Hubungan antara kedua negara Korea memburuk ke tingkat terendah setelah pada November pasukan artileri Korea Utara melepaskan tembakan ke pulau Yeonpyeong dekat perbatasan laut yang disengketakan kedua negara itu, menewaskan empat orang Korea Selatan -- dua marinir dan dua warga sipil -- dalam pemboman pertama ke sebuah daerah sipil sejak Perang Korea 1950-1953.
Serangan itu, yang juga melukai 15 marinir Korea Selatan serta tiga warga sipil dan menghancurkan 19 rumah, telah menambah kekhawatiran mengenai konflik di semenanjung Korea yang sudah tegang.
China adalah sekutu utama Korea Utara. Meski negara-negara besar dunia mengecam Pyongyang atas insiden mematikan itu, Beijing lagi-lagi bungkam, seperti juga ketika Korea Utara disalahkan atas penenggelaman sebuah kapal perang Korea Selatan pada Maret.
Ketegangan di Semenanjung Korea meningkat tajam sejak Korea Selatan dan AS menuduh Korea Utara mentorpedo kapal perang Seoul itu, yang menewaskan 46 orang.

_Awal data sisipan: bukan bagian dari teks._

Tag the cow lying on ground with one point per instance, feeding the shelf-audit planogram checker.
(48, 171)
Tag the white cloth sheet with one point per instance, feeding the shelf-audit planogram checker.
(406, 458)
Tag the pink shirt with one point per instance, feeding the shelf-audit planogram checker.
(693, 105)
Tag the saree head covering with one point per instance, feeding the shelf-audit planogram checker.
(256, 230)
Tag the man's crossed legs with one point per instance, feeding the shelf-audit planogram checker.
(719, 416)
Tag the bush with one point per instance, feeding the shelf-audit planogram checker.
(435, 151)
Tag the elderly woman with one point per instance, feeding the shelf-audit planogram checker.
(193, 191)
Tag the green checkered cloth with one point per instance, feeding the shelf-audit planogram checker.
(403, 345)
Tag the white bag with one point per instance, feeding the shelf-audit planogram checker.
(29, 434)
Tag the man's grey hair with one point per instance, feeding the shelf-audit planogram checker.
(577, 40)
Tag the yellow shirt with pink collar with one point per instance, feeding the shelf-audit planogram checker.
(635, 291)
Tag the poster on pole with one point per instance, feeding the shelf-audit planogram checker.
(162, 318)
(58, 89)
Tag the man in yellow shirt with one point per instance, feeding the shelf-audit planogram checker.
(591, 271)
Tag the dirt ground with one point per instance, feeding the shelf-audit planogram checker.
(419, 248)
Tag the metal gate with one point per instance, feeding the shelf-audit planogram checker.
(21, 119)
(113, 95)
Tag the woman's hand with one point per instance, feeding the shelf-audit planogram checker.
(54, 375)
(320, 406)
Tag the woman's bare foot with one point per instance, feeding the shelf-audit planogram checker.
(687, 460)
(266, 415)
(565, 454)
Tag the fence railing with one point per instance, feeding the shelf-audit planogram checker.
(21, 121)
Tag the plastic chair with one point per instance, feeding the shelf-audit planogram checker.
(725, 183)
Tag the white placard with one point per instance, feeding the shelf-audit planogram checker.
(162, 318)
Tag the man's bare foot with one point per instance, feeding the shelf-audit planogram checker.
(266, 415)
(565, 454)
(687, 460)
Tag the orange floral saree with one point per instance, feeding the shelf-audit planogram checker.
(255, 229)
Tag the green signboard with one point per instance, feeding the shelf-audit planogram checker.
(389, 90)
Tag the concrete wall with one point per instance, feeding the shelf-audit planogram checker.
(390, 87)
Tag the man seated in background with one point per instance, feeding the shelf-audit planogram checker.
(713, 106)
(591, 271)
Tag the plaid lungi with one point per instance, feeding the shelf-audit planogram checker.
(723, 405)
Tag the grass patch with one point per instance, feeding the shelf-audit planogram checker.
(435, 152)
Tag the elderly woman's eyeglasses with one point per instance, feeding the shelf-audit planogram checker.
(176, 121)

Korea Utara membantah terlibat dalam tenggelamnya kapal itu dan mengancam melakukan pembalasan atas apa yang disebutnya latihan perang provokatif Korea Selatan yang dilakukan sebagai tanggapan atas insiden kapal tersebut.
Latihan itu, yang melibatkan 4.500 prajurit, 29 kapal dan 50 jet tempur, merupakan salah satu dari serangkaian latihan terencana dalam beberapa bulan ini, beberapa diantaranya dilakukan dengan AS, sekutu Seoul, dalam unjuk kekuatan terhadap Korea Utara.
Kapal perang Korea Selatan Cheonan tenggelam pada 26 Maret di dekat perbatasan Laut Kuning yang disengketakan dengan wilayah utara pada dalam kondisi misterius setelah ledakan yang dilaporkan.
Dewan Keamanan PBB mengecam penenggelaman kapal Korea Selatan itu namun tidak secara langsung menyalahkan Korea Utara, meski AS dan Korea Selatan meminta kecaman PBB terhadap negara komunis itu.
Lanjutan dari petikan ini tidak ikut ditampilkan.